How Long Does Laser Kidney Stone Surgery Take?

Laser kidney stone surgery typically takes one to three hours, with many procedures finishing closer to the one-hour mark. The wide range depends mostly on the size and location of your stone. Your total time at the hospital will be longer, since you’ll need pre-operative prep and a recovery period before you go home.

The Procedure Itself

The most common form of laser kidney stone removal is called ureteroscopy with laser lithotripsy. A thin, flexible scope is passed through your urethra and bladder into the ureter or kidney, where a laser breaks the stone into fragments small enough to pass naturally or be extracted. Johns Hopkins Medicine puts the typical range at one to three hours under general anesthesia. University of Utah Health describes a more routine case as taking about one hour.

That gap between one and three hours isn’t random. Several factors push the clock in one direction or the other.

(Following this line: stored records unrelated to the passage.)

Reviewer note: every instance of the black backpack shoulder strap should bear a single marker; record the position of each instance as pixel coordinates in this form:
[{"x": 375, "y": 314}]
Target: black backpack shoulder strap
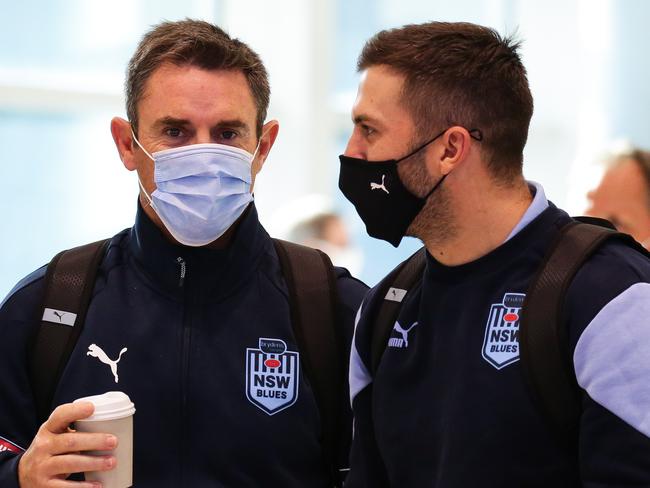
[
  {"x": 69, "y": 282},
  {"x": 390, "y": 296},
  {"x": 544, "y": 344},
  {"x": 313, "y": 300}
]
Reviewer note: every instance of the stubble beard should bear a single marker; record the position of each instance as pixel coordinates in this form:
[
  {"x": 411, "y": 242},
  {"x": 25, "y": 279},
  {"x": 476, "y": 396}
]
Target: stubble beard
[{"x": 435, "y": 224}]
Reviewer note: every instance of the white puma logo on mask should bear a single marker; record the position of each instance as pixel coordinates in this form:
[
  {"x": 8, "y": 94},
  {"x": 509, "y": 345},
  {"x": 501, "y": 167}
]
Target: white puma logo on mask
[{"x": 377, "y": 186}]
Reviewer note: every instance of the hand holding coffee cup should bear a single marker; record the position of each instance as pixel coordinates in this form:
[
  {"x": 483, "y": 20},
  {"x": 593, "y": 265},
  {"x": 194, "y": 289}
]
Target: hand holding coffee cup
[
  {"x": 57, "y": 451},
  {"x": 113, "y": 415}
]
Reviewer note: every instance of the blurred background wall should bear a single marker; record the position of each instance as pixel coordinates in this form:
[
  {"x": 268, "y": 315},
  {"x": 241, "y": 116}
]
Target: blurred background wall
[{"x": 61, "y": 77}]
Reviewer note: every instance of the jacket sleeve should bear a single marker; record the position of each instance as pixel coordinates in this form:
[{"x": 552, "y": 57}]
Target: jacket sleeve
[
  {"x": 610, "y": 330},
  {"x": 351, "y": 292},
  {"x": 17, "y": 412},
  {"x": 366, "y": 466}
]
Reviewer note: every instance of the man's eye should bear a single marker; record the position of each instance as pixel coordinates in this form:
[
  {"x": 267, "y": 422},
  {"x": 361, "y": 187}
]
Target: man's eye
[{"x": 173, "y": 132}]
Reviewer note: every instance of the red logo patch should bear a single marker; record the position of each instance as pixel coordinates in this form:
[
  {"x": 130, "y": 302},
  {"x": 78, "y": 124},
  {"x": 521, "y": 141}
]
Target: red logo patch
[
  {"x": 6, "y": 445},
  {"x": 272, "y": 363},
  {"x": 510, "y": 317}
]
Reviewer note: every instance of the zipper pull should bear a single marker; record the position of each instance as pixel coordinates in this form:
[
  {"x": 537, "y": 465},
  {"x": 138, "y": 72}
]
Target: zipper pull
[{"x": 181, "y": 263}]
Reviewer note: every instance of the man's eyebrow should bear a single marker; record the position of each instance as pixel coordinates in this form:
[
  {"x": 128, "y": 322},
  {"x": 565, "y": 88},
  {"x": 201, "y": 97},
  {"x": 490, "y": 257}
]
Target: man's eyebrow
[
  {"x": 230, "y": 124},
  {"x": 363, "y": 118},
  {"x": 171, "y": 121}
]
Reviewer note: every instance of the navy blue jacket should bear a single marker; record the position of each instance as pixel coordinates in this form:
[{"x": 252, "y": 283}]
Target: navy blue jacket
[
  {"x": 449, "y": 406},
  {"x": 191, "y": 321}
]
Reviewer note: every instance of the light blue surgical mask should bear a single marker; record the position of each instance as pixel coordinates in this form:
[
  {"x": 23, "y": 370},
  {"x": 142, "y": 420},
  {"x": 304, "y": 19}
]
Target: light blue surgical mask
[{"x": 201, "y": 189}]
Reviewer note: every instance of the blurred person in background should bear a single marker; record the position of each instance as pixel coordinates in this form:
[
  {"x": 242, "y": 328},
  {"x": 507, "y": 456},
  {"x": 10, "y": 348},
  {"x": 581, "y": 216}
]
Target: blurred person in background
[
  {"x": 328, "y": 232},
  {"x": 623, "y": 194}
]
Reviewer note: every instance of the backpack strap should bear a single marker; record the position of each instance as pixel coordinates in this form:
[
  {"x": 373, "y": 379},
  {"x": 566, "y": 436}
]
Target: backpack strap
[
  {"x": 313, "y": 302},
  {"x": 391, "y": 294},
  {"x": 544, "y": 344},
  {"x": 69, "y": 282}
]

What Makes Surgery Shorter or Longer

Stone size is the single biggest factor. Stones under 10mm are generally straightforward. Stones larger than 10mm are roughly four times more likely to push the procedure past 90 minutes. At that size, the laser simply needs more time to break the stone apart, and there are more fragments to manage.

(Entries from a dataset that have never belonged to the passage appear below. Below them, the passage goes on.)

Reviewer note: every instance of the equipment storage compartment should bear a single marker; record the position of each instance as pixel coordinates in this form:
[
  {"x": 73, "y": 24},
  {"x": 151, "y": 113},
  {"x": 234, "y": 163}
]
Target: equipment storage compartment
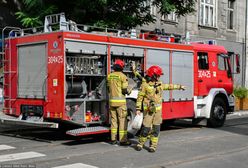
[
  {"x": 129, "y": 55},
  {"x": 85, "y": 88}
]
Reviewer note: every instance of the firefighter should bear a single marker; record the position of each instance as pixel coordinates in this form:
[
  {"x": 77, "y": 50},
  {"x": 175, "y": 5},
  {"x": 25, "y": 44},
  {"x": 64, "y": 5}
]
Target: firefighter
[
  {"x": 150, "y": 100},
  {"x": 118, "y": 88}
]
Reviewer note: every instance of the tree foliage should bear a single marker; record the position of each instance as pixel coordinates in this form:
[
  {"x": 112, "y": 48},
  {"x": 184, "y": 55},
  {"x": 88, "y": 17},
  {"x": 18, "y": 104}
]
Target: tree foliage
[{"x": 121, "y": 14}]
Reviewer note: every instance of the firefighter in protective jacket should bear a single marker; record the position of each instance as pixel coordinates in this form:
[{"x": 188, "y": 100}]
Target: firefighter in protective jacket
[
  {"x": 118, "y": 88},
  {"x": 150, "y": 100}
]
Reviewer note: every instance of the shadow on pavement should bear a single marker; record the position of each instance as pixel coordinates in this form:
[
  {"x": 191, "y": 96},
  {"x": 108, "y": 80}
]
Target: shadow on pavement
[{"x": 236, "y": 125}]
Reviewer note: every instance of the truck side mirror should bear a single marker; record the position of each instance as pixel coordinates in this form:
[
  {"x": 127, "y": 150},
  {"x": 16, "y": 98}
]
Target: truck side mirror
[{"x": 237, "y": 57}]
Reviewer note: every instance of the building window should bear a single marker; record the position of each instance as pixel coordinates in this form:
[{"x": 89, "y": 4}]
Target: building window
[
  {"x": 203, "y": 61},
  {"x": 170, "y": 17},
  {"x": 208, "y": 13},
  {"x": 230, "y": 14}
]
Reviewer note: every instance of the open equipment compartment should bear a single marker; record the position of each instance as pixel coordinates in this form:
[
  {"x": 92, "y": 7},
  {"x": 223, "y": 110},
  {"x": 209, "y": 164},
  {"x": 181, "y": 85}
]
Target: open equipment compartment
[{"x": 85, "y": 89}]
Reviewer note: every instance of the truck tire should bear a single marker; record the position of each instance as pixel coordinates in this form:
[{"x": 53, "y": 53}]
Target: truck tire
[
  {"x": 218, "y": 113},
  {"x": 131, "y": 110}
]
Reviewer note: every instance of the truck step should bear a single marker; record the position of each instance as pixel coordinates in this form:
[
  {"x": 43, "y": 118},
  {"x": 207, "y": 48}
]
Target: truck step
[
  {"x": 17, "y": 121},
  {"x": 88, "y": 131}
]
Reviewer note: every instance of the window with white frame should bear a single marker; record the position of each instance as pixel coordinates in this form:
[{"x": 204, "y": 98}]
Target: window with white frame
[
  {"x": 170, "y": 17},
  {"x": 208, "y": 13},
  {"x": 230, "y": 14}
]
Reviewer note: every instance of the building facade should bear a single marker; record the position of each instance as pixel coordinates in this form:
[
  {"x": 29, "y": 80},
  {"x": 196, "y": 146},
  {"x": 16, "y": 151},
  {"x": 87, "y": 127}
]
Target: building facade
[{"x": 222, "y": 21}]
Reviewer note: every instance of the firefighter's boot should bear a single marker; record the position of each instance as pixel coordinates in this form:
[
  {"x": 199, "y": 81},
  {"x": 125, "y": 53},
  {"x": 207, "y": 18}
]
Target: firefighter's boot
[
  {"x": 154, "y": 138},
  {"x": 143, "y": 138},
  {"x": 140, "y": 145},
  {"x": 126, "y": 143}
]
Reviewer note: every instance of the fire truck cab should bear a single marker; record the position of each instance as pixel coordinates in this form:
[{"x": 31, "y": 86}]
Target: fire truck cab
[{"x": 60, "y": 76}]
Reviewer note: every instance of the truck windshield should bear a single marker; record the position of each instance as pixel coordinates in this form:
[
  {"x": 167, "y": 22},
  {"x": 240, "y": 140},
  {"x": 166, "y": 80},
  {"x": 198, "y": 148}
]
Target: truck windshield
[{"x": 224, "y": 63}]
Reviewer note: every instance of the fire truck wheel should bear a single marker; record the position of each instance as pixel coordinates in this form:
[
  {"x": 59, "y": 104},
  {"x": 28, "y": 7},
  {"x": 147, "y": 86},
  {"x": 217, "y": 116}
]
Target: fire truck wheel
[
  {"x": 131, "y": 110},
  {"x": 218, "y": 113}
]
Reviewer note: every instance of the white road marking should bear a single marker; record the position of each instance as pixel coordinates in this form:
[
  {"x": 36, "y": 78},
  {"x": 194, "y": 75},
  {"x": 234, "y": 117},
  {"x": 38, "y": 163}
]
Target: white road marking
[
  {"x": 76, "y": 165},
  {"x": 19, "y": 156},
  {"x": 6, "y": 147}
]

What the surgeon finds inside the ureter matters too. Swelling around the stone, tissue growths called polyps, and stones that have become stuck to the inner lining of the ureter all extend the procedure. Stones adhered to the ureteral wall carry about 3.5 times the odds of a longer surgery compared to stones sitting freely. These aren’t things your surgeon can always predict from imaging beforehand, which is one reason time estimates come as a range rather than a precise number.

Stone location plays a role as well. A stone sitting in the lower ureter is easier to reach than one lodged deep in the kidney, where the surgeon may need to navigate the scope through tighter spaces and multiple angles.

Your Total Time at the Hospital

Plan for a half-day commitment. Before surgery, you’ll check in, change into a gown, have an IV placed, and speak with the anesthesia team. This pre-op process typically runs 30 to 60 minutes. After the procedure, you’ll spend a few hours in a recovery room while the anesthesia wears off. Most people go home the same day.

The exception is percutaneous nephrolithotomy, a different approach used for very large stones. That procedure requires a small incision through your back and usually means staying in the hospital for one to two days. If your surgeon recommends this route, the time commitment is significantly greater.

The Stent After Surgery

Many patients wake up with a small flexible tube called a ureteral stent placed inside the ureter to keep it open while swelling goes down. This is a normal part of the process, not a complication. Most stents stay in for a few days to a few weeks. Short-term stents often have a string that a provider simply pulls to remove. Stents left in for several weeks require a brief office procedure for removal.

The stent can cause a frequent urge to urinate and some discomfort, especially during physical activity. These symptoms are temporary and resolve once the stent comes out.

How Effective Is a Single Session

For stones 20mm or smaller, about 83% of patients are stone-free immediately after a single procedure. That number climbs to essentially 100% within a month as remaining small fragments pass on their own. Larger stones are a different story. Stones over 20mm have an immediate clearance rate of only about 31%, and roughly a third of those patients still have residual fragments a month later, sometimes requiring a second procedure.

This is worth knowing because it sets realistic expectations. If you have a larger stone, your surgeon may tell you upfront that a second session could be necessary. That doesn’t mean the first surgery failed. It means the stone was too large to fully clear in one sitting.

Laser Type and Speed

If you’ve come across mentions of newer laser technology and wonder whether it shortens your time in the operating room, the practical answer is: not dramatically. Newer thulium fiber lasers can vaporize stone material 1.5 to 4 times faster than older holmium lasers in lab testing. But in a randomized clinical trial comparing the two in actual patients, total scope time averaged about 20 minutes with the thulium laser versus 21 minutes with the holmium laser, a difference that wasn’t statistically meaningful. Much of the procedure time involves navigating the scope, repositioning around fragments, and extracting pieces, not just firing the laser. So while newer technology offers some advantages, it hasn’t cut overall surgery time in a way you’d notice as a patient.